Written by Caballero Oscuro

Here’s a simple equation Hollywood needs to remember: Nicole Kidman + big budget remake = box office bomb. It’s no fault of Kidman’s, but with the DVD release of The Invasion, her third strike following The Stepford Wives and Bewitched, a clear pattern has emerged that bears close scrutiny by studio heads as well as her agent.

The Invasion is a textbook example of everything that can go wrong with current big studio releases. Starting with a previously used concept, Invasion of the Body Snatchers, then casting major stars Nicole Kidman and Daniel Craig, the production team has attempted to muster popular appeal for a project that is at its core an extremely weak rehash. Interestingly, the producers appear to have hoped to inject some originality into the formula by utilizing a new screenwriter (David Kajganich), as well as an import director (well-regarded German helmer Oliver Hirschbiegel), but neither choice yielded favorable results. The final project reeks of design by committee, offering no unique voice and hence no compelling reason for anyone to seek it out.

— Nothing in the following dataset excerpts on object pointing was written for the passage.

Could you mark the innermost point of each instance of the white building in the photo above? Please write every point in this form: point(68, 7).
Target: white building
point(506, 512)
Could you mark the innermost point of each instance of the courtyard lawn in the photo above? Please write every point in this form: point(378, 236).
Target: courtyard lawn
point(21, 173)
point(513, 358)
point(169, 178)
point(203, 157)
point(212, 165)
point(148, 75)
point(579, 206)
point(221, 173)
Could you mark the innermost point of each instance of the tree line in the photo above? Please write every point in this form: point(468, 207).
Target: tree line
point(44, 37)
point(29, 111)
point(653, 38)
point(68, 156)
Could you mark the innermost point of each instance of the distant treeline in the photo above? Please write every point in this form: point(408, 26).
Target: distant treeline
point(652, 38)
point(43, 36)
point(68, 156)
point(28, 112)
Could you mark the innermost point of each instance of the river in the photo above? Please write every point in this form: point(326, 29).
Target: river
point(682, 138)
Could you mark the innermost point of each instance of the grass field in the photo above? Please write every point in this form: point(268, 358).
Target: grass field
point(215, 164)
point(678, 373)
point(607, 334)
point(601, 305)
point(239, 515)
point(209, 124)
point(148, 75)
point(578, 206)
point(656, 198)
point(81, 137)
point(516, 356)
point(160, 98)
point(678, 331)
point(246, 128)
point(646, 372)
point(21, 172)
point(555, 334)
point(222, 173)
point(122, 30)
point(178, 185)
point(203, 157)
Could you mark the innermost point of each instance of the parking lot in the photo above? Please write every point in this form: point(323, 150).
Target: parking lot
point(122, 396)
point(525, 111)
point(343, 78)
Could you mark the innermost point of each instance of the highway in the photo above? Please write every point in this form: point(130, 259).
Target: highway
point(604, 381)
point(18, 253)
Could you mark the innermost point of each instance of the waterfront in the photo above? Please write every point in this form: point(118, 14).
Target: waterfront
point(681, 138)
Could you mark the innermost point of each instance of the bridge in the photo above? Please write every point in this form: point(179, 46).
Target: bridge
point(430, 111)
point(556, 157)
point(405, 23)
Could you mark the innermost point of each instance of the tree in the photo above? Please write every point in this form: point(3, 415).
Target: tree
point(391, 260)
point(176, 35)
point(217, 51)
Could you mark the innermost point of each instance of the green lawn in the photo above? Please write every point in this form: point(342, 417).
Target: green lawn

Even the film’s opening plot device feels like a cheap piece of needless sensationalism, as we’re informed that a space shuttle has exploded during re-entry, scattering debris over a large swath of the U.S. That space trash carries a mysterious microscopic agent that begins infecting the U.S. population, activating only when carriers go to sleep. During their unconscious outbreak, infected carriers sprout some kind of mucousy outer layer that miraculously disappears before they wake up, leaving them looking completely normal but acting like, well, Stepford wives (sorry, Nicole) desperate to convert the rest of the population to their emotionless cult.

Kidman plays a psychiatrist named Carol, a devoted single mom enamored with colleague Ben Driscoll (Daniel Craig). Although Kidman’s ex-husband is quickly infected and Kidman fights to delay her own infection by any sleep-prevention means necessary, their son is somehow completely immune and as such, a potential solution to the epidemic. Meanwhile, Ben pops in and out of her life, offering support but also garnering suspicion as a possible carrier every time he reappears. The film hinges on issues of trust as related to the infection, trying to keep the audience guessing about who is a carrier and when they become infected, although it never really builds any tangible tension due to its bungled execution.